Greater Augusta Utility District and Winthrop Utilities District officials are considering forming a regional water advisory council.

The proposed new Central Maine Water Council could help the two utility districts deal with areas where they have some overlap with each other, advocates for forming the new joint group say. That’s particularly true of the Carleton Pond watershed, which is in Winthrop, flows into Narrows Pond and is the Winthrop Utilities District’s water source. It’s also where the Greater Augusta Utility District has a mothballed water treatment plant that once treated drinking water pulled from Carleton Pond and sent it to Augusta.

Kirsten Hebert, executive director of Maine Rural Water Association and a voting member of the Greater Augusta Utility District board of trustees, said the two utilities already communicate and work with each other, especially having the Carleton Pond watershed in common. She said forming a regional advisory group could further that relationship, result in better-informed decisions, and potentially result in savings if the districts combine their efforts and leverage their combined buying power.

She said the council could coordinate timber harvesting within the watershed, make water source protection plans together, or have watershed protection studies done for both districts rather than both districts having their own, separate studies done.

“They have a shared common watershed, and they’re both doing activities, such as timber harvesting, in the watershed,” Hebert said. “And there are other activities they’re doing singularly now, they could perhaps do together. There are opportunities that might benefit the ratepayers of both districts.”

The consideration of forming the regional water advisory council was prompted by a request, a couple of years ago, from a local snowmobile club for access to Carleton Pond, which is gated off by Greater Augusta Utility District and largely blocked to access by the public.

Carleton Pond, in Winthrop, was Greater Augusta Utility District’s primary source of water from the early 1990s until 2004, when the district switched to three wells near Bond Brook in Augusta.

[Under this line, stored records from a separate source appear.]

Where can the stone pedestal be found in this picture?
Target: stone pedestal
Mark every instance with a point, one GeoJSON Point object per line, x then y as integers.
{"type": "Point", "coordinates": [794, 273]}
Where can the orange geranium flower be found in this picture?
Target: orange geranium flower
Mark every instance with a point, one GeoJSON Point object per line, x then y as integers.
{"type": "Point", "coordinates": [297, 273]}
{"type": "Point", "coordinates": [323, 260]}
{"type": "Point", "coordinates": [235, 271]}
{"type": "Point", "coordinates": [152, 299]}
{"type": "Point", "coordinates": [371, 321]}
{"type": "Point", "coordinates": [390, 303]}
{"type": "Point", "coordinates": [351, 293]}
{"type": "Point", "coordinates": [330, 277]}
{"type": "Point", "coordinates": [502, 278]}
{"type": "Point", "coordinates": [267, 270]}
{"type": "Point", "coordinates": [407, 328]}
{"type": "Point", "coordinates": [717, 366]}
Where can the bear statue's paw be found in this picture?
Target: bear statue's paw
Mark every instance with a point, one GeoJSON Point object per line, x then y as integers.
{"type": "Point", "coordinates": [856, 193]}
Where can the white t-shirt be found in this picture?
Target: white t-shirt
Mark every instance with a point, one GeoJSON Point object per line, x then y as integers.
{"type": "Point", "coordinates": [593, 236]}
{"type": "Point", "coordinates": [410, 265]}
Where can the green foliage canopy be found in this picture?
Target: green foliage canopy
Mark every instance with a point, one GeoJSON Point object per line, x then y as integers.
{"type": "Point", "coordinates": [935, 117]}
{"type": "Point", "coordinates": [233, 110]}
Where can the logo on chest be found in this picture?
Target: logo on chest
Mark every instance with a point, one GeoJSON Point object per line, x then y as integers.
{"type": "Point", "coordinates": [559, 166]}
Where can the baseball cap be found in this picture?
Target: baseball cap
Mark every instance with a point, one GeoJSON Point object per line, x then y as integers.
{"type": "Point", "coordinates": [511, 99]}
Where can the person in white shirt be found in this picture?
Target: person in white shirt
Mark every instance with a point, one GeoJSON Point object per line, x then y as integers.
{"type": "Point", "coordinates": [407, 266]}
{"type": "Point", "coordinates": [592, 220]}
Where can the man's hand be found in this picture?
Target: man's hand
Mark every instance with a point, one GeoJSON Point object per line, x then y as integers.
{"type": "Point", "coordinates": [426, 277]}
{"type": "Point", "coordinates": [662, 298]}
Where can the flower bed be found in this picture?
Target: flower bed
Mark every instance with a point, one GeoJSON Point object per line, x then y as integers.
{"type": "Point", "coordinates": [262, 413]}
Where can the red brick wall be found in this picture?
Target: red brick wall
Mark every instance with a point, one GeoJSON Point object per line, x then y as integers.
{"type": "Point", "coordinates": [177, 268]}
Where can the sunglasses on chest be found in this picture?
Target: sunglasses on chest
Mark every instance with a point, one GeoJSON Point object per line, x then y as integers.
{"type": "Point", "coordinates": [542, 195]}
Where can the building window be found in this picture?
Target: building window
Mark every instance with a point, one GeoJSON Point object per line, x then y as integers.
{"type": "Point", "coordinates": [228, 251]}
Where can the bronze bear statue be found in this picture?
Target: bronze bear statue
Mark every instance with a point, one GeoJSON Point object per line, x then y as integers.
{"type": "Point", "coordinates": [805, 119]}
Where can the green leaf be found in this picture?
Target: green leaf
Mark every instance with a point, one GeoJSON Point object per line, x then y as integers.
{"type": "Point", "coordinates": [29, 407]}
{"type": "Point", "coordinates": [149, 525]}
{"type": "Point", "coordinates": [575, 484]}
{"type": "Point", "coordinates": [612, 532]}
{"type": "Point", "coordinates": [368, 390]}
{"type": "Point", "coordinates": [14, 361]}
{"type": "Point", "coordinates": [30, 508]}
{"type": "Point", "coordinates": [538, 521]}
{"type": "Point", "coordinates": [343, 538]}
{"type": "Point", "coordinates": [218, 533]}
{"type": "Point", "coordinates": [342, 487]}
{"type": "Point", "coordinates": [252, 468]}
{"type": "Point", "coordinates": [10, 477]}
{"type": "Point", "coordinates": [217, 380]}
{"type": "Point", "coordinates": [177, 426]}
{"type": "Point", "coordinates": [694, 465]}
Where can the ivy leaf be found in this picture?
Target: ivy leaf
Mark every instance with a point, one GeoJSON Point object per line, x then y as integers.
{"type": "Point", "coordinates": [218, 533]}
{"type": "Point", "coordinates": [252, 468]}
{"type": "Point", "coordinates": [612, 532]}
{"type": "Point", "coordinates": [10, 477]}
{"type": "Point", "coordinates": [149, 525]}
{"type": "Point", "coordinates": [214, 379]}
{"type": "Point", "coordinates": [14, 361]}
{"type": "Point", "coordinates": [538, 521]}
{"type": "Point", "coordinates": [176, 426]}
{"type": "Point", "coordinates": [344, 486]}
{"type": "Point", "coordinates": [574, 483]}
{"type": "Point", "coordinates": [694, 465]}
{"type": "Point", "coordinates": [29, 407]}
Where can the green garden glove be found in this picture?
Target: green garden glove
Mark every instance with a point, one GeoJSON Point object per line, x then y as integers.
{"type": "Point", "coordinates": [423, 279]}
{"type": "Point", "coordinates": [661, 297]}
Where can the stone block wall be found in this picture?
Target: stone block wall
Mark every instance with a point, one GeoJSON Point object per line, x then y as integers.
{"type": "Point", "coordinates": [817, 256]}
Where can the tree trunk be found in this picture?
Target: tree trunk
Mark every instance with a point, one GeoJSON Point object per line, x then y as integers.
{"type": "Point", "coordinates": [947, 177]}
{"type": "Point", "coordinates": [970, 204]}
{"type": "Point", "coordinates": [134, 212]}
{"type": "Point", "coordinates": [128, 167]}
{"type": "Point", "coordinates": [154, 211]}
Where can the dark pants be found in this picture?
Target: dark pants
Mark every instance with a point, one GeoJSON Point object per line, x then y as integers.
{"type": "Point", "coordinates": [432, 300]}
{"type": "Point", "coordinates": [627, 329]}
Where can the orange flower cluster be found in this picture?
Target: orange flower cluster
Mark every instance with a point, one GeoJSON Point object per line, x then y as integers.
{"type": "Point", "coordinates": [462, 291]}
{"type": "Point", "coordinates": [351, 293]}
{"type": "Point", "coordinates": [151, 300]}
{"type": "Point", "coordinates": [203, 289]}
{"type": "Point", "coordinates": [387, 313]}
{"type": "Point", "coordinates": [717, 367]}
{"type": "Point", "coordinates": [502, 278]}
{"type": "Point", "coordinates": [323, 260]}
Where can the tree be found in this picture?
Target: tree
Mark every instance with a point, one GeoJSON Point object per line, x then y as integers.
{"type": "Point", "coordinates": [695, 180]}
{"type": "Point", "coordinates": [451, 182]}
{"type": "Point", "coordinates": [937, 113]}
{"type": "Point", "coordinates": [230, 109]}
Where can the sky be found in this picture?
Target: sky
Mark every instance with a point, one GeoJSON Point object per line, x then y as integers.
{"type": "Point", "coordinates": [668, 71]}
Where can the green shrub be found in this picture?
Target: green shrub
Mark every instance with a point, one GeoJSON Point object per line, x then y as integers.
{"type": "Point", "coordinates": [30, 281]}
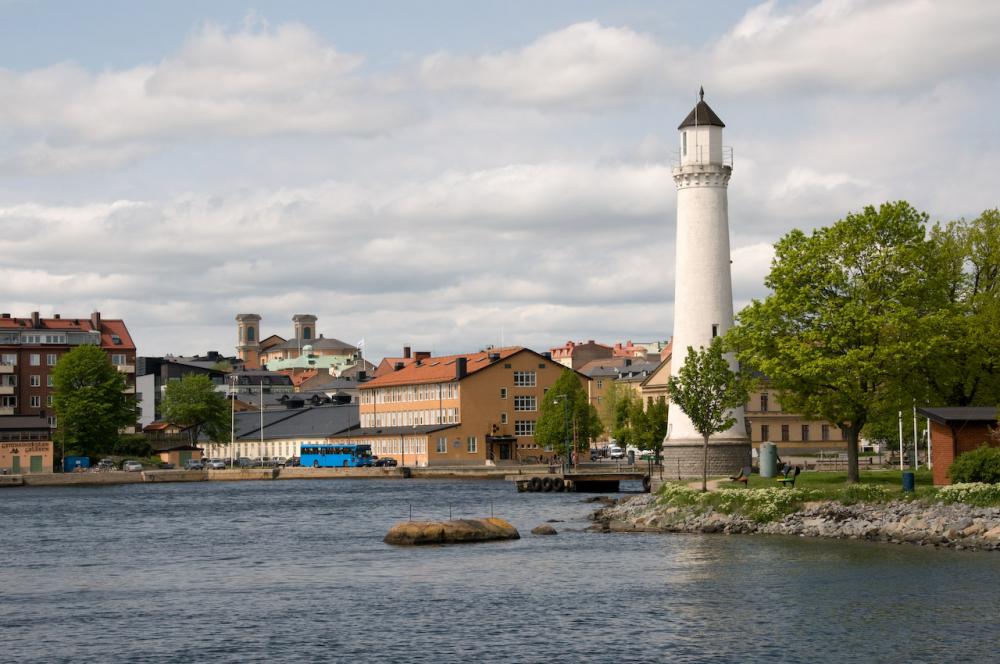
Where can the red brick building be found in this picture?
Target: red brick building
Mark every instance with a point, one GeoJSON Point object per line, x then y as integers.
{"type": "Point", "coordinates": [30, 348]}
{"type": "Point", "coordinates": [955, 431]}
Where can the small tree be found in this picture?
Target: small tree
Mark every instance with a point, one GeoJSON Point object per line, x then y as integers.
{"type": "Point", "coordinates": [193, 402]}
{"type": "Point", "coordinates": [706, 390]}
{"type": "Point", "coordinates": [89, 401]}
{"type": "Point", "coordinates": [566, 414]}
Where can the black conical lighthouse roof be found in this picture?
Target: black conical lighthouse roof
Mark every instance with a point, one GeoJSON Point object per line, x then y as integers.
{"type": "Point", "coordinates": [701, 115]}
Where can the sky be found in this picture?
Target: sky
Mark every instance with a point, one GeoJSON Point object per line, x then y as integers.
{"type": "Point", "coordinates": [449, 175]}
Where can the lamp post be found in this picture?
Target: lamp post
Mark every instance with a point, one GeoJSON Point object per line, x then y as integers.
{"type": "Point", "coordinates": [565, 402]}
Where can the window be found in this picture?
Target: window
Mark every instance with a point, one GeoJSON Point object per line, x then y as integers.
{"type": "Point", "coordinates": [524, 379]}
{"type": "Point", "coordinates": [525, 403]}
{"type": "Point", "coordinates": [524, 427]}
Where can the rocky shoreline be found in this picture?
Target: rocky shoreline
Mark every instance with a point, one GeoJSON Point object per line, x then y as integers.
{"type": "Point", "coordinates": [956, 526]}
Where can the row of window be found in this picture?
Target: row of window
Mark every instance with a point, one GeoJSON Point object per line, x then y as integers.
{"type": "Point", "coordinates": [35, 359]}
{"type": "Point", "coordinates": [411, 418]}
{"type": "Point", "coordinates": [824, 432]}
{"type": "Point", "coordinates": [408, 393]}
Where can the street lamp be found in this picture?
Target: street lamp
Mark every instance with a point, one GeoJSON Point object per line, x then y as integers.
{"type": "Point", "coordinates": [565, 402]}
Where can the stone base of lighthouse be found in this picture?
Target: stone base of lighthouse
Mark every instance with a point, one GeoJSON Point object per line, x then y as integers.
{"type": "Point", "coordinates": [684, 458]}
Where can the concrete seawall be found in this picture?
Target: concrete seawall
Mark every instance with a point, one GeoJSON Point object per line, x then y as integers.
{"type": "Point", "coordinates": [258, 474]}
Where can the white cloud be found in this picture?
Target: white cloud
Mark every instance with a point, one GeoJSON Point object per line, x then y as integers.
{"type": "Point", "coordinates": [585, 65]}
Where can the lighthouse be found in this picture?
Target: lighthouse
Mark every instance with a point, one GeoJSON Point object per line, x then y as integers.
{"type": "Point", "coordinates": [703, 287]}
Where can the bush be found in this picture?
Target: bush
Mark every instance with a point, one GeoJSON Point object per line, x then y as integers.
{"type": "Point", "coordinates": [975, 493]}
{"type": "Point", "coordinates": [980, 465]}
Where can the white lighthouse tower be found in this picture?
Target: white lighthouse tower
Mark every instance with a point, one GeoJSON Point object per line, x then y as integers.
{"type": "Point", "coordinates": [703, 287]}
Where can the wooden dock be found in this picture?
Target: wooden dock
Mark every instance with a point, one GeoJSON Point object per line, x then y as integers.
{"type": "Point", "coordinates": [585, 481]}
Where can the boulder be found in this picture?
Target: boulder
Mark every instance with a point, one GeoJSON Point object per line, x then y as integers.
{"type": "Point", "coordinates": [450, 532]}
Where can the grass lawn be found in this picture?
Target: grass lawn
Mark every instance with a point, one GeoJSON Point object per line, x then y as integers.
{"type": "Point", "coordinates": [833, 481]}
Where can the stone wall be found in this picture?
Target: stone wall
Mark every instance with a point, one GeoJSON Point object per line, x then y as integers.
{"type": "Point", "coordinates": [683, 460]}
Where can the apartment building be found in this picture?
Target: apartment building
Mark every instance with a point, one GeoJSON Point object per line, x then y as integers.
{"type": "Point", "coordinates": [465, 409]}
{"type": "Point", "coordinates": [31, 347]}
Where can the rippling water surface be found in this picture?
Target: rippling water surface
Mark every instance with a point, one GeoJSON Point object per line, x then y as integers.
{"type": "Point", "coordinates": [296, 571]}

The plant was mothballed after district officials estimated they could meet the district’s water needs with wells instead of the more costly-to-treat surface water and save about $400,000 a year, according to Brian Tarbuck, superintendent of the Augusta-based district. The plant has remained closed since 2004. But Carleton Pond could, with some effort to restart the plant, be a backup water source for Greater Augusta Utility District.

Hebert said the proposed new regional water advisory council could be a good entity to review the idea of opening up access to Carleton Pond and set rules and regulations so it can be done safely and in the interest of both districts.

“If there were opportunity to open up the watershed for recreational use, (the council could help prepare) rules and regulations that would allow access to this beautiful watershed,” she said. “It is a beautiful water body that, right now, has very limited access. If you have two utilities that are sharing the watershed be able to collaborate and produce a uniform set of rules and regulations, it could help put people at ease that it was not just something done haphazardly.”